Body: BAGHDAD, Aug 9, 2006 (AFP) - A US military hearing to determine
whether to court martial a group of soldiers for the rape and murder of a
teenage Iraqi girl and the slaughter of her family was set to wrap up
proceedings Wednesday.

Specialist James Barker, Sergeant Paul Cortez and Privates Bryan Howard and
Jesse Spielman have been accused of taking varying roles in a massacre in a
town south of Baghdad on March 12.

Private Steven Green, described by the defence as the ring-leader, has been
charged with rape and murder and will stand trial in a civilian court in the
US state of Kentucky, after being discharged from the army for "personality
disorder".

He has pleaded not guilty.

The military hearing will also decide whether to charge Sergeant Anthony
Yribe with dereliction of duty for failing to report what he later found out
about the rape and killings.

On Tuesday, in their closing arguments after three days of legal debate, the
military prosecutors charged that the crime was a result of a detailed plan
by the soldiers.

Prosecutor Captain Alex Picklands dismissed defence arguments that the
killings could be attributed to the stressful conditions at the soldiers'
checkpoint in Mahmudiyah.

"They gathered together over cards and booze and came up with a plan to rape
and murder that little girl," he said.

"Murder not war. Rape not war. That's what we are here talking about today.
Not all that business about cold food, checkpoints, personnel assignments.
Cold food didn't kill that family," he told the panel.

"Personnel assignments didn't rape and murder that 14-year-old little girl."


Picklands said the soldiers knew the girl as they had seen her on previous
patrols.

"She was young and attractive. They knew her because they had seen her on a
previous patrol. She was close. She was vulnerable," the prosecutor said.

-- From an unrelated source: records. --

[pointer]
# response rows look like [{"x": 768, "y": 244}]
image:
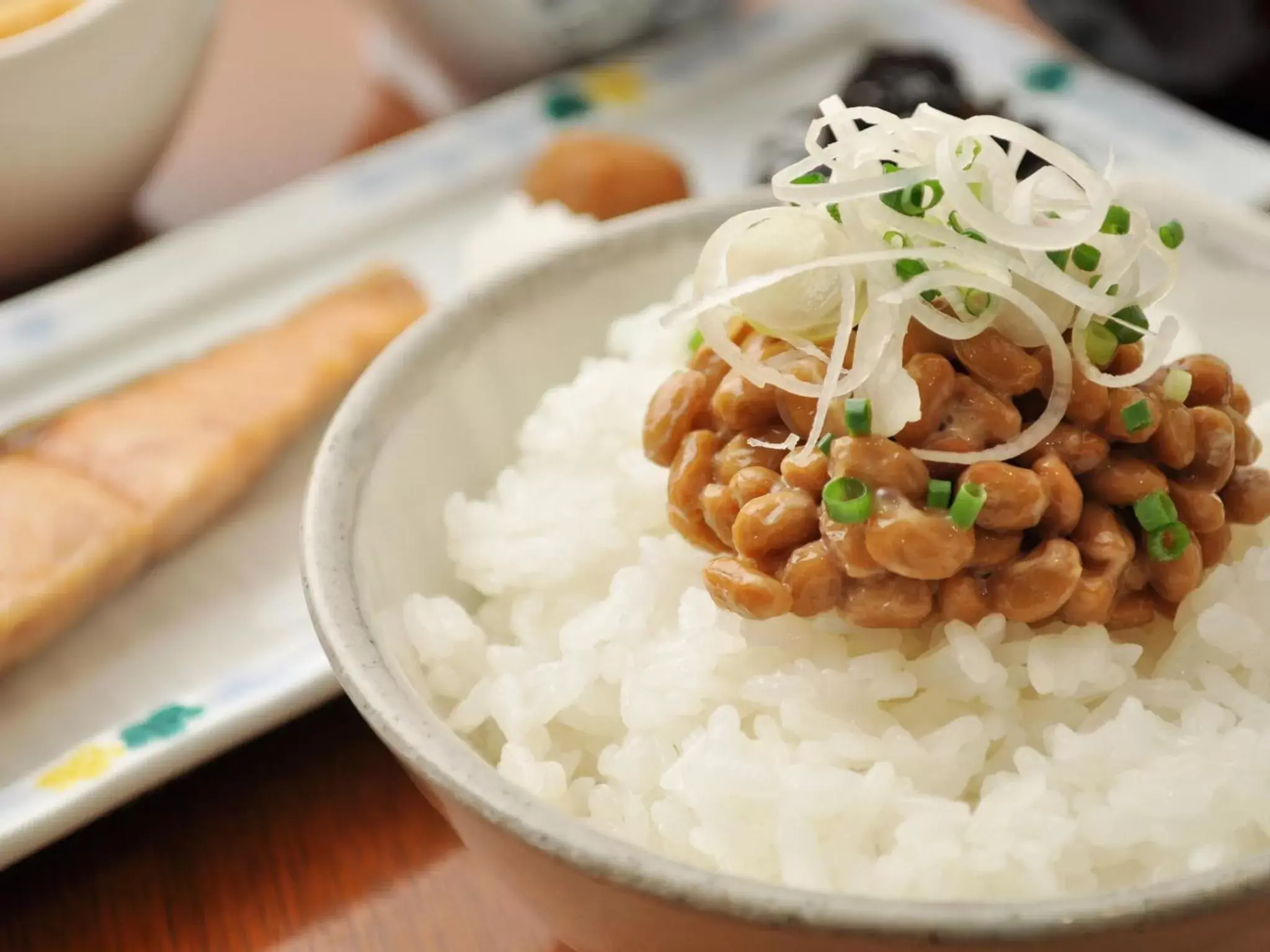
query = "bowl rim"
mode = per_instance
[
  {"x": 51, "y": 31},
  {"x": 328, "y": 530}
]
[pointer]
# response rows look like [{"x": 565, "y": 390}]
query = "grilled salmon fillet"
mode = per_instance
[
  {"x": 130, "y": 477},
  {"x": 184, "y": 443},
  {"x": 65, "y": 544}
]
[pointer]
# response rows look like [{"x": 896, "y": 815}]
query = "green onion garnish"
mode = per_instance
[
  {"x": 961, "y": 148},
  {"x": 1135, "y": 416},
  {"x": 1178, "y": 385},
  {"x": 1112, "y": 291},
  {"x": 921, "y": 198},
  {"x": 1086, "y": 257},
  {"x": 967, "y": 506},
  {"x": 859, "y": 414},
  {"x": 969, "y": 232},
  {"x": 1060, "y": 257},
  {"x": 1130, "y": 315},
  {"x": 848, "y": 499},
  {"x": 910, "y": 268},
  {"x": 1168, "y": 542},
  {"x": 975, "y": 301},
  {"x": 1100, "y": 345},
  {"x": 1117, "y": 221},
  {"x": 1155, "y": 511},
  {"x": 1171, "y": 234},
  {"x": 939, "y": 494}
]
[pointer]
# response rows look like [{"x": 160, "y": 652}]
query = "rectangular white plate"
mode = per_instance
[{"x": 215, "y": 645}]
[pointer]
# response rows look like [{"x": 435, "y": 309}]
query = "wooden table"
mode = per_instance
[{"x": 310, "y": 838}]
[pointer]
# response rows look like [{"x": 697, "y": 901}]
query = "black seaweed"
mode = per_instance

Defence lawyers however, strove to pin the largest part of the blame for
what happened on Green.

"Green, he's the one who should be facing capital murder," David Sheldon,
counsel for Barker, said. "These soldiers here don't deserve that, not a one
of them."

"When you put an individual like that in a stressful situation, he becomes a
canister of gas waiting to explode," Sheldon said, referring to Green.

"There was no meeting of the minds. That was a plan that Green executed and
the soldiers are not responsible."

Closing arguments are expected to conclude Wednesday.